A put option gives a trader the option, but not the obligation, to sell the security at a pre-determined price and time. Shorting a put option of a security reflects the trader’s view that the downside in the market was limited and therefore, he will write such contracts in the hope to earn easy premiums.
“It has become a common phenomenon among new retail traders that option writing (selling) earns a lot of money. So, every month they are going short on put options because the market is has seen a linear move over the past one year,” said Ruchit Jain, lead research analyst at 5Paisa.
Volmaggedon in Nifty options
Putin’s move, however, amounted to a mini black swan event for the global equity market. Mini because even though most politicians did not expect Russia to invade but the US and Ukraine had consistently warned of Putin’s intent to eventually breach Ukrainian borders.
The surprise move by Russia led to a sharp spike in implied volatility of out-of-money put options of the Nifty 50 index expiring on March 31. The same put options that were sold by retail traders a day before in the hope that the market won’t fall rapidly.
In 2018, a similar sharp spike in volatility had led to the closure of many volatility-focused funds leading investors to term the event 'volmageddon'. At home, the volatility index, India VIX, soared to a 20-month high today to 31.98 points, up 30 percent.
The premium on the out-of-money put options of the Nifty 50 spiked 194 percent to 264 percent in today’s session as traders scrambled to buy hedges against a further decline in the benchmark index in the coming weeks as the crisis in Ukraine turned in a full-blown war.
With put options writers exposed to potentially unlimited losses, the surge in demand for such options forced them to sell part of their profitable positions in the cash market to avoid blowing their trading account, dealers said.

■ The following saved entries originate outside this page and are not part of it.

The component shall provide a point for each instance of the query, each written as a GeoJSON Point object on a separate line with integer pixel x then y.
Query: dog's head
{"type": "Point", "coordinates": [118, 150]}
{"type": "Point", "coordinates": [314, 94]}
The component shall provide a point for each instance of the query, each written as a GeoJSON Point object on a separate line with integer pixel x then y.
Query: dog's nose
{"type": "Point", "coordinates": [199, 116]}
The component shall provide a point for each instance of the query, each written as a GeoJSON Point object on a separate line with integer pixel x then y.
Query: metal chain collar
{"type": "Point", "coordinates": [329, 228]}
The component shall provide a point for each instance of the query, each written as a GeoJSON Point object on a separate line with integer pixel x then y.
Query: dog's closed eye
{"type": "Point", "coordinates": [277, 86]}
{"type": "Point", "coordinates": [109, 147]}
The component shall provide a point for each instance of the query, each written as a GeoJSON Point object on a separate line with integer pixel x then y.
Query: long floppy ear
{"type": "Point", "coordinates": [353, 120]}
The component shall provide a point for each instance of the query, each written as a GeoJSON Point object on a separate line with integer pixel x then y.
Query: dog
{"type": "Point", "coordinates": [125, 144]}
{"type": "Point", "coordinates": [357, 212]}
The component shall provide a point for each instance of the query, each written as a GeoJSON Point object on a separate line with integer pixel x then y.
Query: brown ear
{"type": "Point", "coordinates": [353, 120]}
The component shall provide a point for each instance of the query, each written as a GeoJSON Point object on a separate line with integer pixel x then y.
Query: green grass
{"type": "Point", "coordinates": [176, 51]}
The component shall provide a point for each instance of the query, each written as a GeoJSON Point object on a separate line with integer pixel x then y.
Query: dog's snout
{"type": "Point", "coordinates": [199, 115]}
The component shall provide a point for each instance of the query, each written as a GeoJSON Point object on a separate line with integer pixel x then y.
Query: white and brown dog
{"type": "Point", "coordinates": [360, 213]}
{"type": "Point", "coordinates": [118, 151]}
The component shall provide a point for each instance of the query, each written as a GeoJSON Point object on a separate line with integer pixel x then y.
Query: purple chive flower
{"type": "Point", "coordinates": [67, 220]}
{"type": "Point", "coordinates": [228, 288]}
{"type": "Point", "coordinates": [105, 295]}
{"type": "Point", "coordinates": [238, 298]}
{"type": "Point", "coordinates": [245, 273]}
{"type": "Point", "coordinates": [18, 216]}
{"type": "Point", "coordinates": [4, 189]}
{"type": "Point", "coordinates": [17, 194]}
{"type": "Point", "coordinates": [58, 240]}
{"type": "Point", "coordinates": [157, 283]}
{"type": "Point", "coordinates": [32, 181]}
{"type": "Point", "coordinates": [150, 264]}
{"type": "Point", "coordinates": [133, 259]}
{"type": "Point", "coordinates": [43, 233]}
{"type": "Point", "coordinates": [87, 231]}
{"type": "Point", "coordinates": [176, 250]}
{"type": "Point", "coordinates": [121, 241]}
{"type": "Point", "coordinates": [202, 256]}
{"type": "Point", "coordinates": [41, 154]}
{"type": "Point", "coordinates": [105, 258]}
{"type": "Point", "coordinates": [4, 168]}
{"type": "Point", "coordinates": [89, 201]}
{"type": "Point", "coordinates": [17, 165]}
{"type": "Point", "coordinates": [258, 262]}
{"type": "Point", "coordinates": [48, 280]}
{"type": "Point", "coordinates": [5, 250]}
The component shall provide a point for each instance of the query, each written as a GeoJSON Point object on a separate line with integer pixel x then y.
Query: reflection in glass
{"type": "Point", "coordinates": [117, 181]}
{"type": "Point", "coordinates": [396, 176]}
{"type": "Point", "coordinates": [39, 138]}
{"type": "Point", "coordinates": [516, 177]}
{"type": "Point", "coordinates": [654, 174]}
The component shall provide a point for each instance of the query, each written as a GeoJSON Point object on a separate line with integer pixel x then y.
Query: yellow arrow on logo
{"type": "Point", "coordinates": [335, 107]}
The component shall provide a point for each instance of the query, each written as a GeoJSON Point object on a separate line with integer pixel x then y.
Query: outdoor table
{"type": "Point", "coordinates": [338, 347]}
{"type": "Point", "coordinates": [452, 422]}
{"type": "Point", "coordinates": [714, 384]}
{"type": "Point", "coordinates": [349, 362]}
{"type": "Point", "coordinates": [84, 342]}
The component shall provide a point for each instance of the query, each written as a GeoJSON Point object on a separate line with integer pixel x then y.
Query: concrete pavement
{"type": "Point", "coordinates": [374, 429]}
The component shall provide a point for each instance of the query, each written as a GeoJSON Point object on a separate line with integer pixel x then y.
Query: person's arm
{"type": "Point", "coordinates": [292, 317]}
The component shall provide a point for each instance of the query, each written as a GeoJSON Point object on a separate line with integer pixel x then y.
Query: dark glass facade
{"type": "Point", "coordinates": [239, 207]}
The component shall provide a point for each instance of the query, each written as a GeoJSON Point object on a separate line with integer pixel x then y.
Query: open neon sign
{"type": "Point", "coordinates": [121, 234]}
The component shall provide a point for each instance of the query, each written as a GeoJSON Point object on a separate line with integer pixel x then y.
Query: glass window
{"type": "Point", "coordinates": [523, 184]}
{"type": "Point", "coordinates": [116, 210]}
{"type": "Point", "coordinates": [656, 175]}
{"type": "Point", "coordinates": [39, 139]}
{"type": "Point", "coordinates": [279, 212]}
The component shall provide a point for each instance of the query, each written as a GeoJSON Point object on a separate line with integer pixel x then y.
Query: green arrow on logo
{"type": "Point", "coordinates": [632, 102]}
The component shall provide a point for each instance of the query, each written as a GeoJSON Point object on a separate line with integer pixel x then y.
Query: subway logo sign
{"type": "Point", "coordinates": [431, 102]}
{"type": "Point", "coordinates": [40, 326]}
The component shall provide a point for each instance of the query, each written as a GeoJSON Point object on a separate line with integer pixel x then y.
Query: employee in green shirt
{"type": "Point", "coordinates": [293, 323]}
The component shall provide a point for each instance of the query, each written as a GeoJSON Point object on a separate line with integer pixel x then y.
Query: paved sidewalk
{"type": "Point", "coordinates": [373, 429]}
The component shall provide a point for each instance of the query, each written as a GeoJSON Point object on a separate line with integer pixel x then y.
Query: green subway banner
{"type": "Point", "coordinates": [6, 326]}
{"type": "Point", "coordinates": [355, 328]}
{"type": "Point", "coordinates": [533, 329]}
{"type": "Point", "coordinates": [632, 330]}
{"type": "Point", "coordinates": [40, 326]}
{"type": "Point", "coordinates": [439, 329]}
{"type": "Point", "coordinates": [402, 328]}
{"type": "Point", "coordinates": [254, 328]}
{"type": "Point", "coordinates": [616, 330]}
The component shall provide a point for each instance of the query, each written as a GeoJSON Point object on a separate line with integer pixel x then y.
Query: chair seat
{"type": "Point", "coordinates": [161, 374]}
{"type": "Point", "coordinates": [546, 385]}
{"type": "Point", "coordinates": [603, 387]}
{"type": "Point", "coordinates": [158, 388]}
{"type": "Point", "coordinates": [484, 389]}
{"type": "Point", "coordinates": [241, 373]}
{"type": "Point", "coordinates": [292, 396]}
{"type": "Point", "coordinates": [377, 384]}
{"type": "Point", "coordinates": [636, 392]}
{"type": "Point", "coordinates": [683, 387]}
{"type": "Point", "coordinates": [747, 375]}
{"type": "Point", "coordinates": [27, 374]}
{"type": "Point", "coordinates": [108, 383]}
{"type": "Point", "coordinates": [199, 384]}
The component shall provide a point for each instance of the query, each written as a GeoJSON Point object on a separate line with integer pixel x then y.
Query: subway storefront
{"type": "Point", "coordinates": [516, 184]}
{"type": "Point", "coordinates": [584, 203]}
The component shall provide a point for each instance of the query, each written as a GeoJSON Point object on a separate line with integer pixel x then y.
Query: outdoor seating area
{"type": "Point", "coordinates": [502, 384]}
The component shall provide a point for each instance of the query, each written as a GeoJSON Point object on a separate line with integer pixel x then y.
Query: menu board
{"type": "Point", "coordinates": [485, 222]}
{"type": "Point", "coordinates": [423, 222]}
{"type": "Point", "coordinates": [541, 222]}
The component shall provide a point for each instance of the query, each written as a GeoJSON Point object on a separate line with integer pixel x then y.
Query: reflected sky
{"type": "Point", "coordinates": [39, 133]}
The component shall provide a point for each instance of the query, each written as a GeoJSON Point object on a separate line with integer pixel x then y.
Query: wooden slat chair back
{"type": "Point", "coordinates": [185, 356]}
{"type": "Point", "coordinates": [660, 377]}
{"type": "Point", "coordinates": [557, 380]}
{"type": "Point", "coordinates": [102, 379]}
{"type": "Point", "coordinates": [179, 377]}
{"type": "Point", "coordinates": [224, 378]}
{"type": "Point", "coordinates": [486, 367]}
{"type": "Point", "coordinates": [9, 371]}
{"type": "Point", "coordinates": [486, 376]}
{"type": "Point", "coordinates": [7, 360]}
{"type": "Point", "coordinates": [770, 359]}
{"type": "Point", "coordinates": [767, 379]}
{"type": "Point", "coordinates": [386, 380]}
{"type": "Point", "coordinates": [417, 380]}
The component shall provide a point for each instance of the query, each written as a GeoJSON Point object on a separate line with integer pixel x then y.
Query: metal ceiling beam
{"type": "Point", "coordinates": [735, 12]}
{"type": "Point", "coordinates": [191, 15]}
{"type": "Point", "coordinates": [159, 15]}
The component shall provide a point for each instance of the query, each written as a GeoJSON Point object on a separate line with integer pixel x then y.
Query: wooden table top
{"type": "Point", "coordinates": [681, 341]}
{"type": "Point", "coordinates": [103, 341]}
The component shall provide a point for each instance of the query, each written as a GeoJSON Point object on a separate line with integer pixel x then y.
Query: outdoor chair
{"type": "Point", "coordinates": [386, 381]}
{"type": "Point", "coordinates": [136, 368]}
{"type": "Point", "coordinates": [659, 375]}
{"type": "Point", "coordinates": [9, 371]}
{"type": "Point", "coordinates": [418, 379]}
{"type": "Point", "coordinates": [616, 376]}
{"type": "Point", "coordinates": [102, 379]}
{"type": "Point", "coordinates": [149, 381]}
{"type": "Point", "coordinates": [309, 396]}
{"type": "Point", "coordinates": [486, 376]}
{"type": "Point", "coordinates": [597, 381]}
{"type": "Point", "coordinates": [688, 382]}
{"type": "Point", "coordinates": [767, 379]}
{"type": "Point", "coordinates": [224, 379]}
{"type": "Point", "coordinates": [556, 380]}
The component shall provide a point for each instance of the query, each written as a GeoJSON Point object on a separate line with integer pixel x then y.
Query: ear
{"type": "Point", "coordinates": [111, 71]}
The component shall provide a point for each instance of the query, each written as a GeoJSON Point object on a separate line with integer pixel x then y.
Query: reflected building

Dealers said that the forced selling by retail traders in the cash market to cover for their losses on the derivatives side was the major driver for the extended selling in the last hour of the session that led Nifty 50 to close nearly 5 percent lower, the biggest one-day fall in two years.“This is a new thing which they have seen today and of course, today was a big lesson for all the newcomers who have entered the market in the last one and a half years,” Jain said.